Corneille (Pierre)

Poète dramatique français (Rouen 1606 - Paris 1684).

Reçu avocat au parlement de Rouen en 1624, il préfère pourtant la carrière poétique et dramatique. De 1629 jusqu'à l'Illusion comique, en 1636, il semble se consacrer surtout à la comédie (la Veuve, 1631 ; la Galerie du Palais, 1631-1632 ; la Suivante, 1632-1633 ; la Place Royale, 1633-1634), et fait partie des cinq auteurs qui travaillent sous la protection de Richelieu. C'est le succès de sa première tragédie, Médée, confirmé par le triomphe du Cid (1637), qui infléchit sa carrière. Mais le Cid fut critiqué par les poètes rivaux et les théoriciens du théâtre parce que les règles de la tragédie n'y étaient pas observées, et Corneille s'incline après trois ans de querelle : il fera des tragédies « régulières » (Horace, 1640 ; Cinna, 1642 ; Polyeucte, 1643 ; Rodogune, 1644 ; Héraclius, 1647 ; Nicomède, 1651), entrecoupées de comédies (le Menteur, 1643 ; Don Sanche d'Aragon, 1650). Élu à l'Académie en 1647, mais découragé par l'échec de Pertharite, en 1651, il reste improductif durant sept ans et ne s'occupe que d'une traduction en vers de l'Imitation de Jésus-Christ (1656). En 1659, il tente de reconquérir son public et donne la Toison d'or (1661), Sertorius (1662), Othon (1664), Attila (1667), mais les suffrages vont maintenant à Racine, dont la Bérénice (1670) connaît un succès bien plus vif que Tite et Bérénice, que Corneille fait jouer la même année. Après Pulchérie (1672) et Suréna (1674), mal accueillis, il cesse d'écrire pour se consacrer à l'édition complète de son théâtre (1682). Si la liberté, la volonté et la gloire forment le ressort des quatre plus grandes pièces de Corneille (le Cid, Cinna, Horace, Polyeucte), une extrême diversité, la liberté qu'il prit avec les « règles » de son temps, enfin la peinture des caractères de ses personnages, chez lesquels se mêlent l'excellence et la gloire, le moi et l'abnégation, l'héroïsme et le déchirement, caractérisent l'ensemble de son œuvre.

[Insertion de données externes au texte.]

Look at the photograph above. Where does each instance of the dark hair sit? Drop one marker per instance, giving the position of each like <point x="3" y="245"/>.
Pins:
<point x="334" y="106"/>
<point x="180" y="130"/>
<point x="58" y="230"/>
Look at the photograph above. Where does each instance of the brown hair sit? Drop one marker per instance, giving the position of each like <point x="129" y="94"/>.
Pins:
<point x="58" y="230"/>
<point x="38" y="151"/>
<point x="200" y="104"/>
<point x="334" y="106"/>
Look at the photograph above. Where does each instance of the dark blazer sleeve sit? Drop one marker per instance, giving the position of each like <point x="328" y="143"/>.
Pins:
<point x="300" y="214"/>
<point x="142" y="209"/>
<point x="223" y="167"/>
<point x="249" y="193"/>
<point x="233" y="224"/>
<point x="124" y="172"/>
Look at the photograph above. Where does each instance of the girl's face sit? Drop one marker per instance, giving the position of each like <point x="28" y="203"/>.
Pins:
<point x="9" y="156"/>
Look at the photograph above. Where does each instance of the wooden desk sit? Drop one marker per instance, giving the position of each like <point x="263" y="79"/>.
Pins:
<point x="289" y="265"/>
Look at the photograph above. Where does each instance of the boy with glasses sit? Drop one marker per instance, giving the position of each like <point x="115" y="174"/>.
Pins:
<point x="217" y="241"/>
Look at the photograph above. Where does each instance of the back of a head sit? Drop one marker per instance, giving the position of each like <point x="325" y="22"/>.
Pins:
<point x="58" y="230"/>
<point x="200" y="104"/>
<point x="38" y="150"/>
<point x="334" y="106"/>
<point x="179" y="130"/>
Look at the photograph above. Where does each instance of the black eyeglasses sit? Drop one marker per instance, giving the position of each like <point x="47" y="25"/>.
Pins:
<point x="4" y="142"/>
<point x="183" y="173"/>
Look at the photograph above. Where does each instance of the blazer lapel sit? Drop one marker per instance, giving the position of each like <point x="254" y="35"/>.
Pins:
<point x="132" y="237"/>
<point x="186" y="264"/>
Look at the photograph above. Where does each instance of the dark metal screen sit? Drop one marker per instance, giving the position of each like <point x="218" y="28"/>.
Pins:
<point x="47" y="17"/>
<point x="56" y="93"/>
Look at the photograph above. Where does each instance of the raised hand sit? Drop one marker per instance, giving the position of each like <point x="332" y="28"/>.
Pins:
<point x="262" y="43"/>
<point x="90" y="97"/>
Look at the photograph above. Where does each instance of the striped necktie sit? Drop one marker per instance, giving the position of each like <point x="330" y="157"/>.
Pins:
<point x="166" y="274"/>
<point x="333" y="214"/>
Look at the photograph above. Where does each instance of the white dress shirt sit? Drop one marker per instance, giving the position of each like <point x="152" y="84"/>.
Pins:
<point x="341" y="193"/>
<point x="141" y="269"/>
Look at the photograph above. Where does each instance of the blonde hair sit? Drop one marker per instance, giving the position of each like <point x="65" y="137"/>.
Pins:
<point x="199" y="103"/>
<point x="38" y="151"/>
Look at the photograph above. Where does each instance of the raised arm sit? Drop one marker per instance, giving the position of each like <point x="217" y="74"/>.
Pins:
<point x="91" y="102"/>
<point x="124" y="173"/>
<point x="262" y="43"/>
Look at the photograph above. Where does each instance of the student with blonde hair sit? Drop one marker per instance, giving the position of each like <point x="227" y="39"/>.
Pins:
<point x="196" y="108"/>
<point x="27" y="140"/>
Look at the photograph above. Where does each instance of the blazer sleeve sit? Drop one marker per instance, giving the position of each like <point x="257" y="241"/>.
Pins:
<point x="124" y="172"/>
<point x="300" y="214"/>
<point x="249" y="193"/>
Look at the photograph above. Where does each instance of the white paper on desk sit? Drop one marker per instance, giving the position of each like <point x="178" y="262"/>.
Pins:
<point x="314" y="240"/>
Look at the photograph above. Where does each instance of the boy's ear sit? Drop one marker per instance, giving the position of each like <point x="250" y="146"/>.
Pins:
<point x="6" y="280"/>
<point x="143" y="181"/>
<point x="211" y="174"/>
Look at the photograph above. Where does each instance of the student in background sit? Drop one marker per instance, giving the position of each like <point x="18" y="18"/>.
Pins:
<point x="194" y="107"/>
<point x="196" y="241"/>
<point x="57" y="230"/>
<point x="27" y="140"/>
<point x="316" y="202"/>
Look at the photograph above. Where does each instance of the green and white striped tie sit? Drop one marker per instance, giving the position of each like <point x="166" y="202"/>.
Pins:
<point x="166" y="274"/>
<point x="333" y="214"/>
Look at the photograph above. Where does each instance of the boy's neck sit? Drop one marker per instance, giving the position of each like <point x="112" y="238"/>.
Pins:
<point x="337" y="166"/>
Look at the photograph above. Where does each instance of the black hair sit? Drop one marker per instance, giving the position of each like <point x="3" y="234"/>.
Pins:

Le Cid (1637) : pour venger l'honneur de son père, Rodrigue est obligé de tuer le père de Chimène, sa fiancée ; celle-ci poursuit le meurtrier, sans cesser de l'aimer. Au dilemme de Rodrigue (se venger, c'est perdre Chimène ; ne pas se venger, c'est perdre la gloire, et donc aussi perdre Chimène) répond le dilemme de Chimène (aimer, c'est s'oublier ; haïr, c'est oublier la gloire de Rodrigue, et donc mépriser toute gloire). En autorisant un duel judiciaire dont Rodrigue sort victorieux, le roi met fin à l'impasse et laisse espérer au héros de pouvoir un jour épouser Chimène.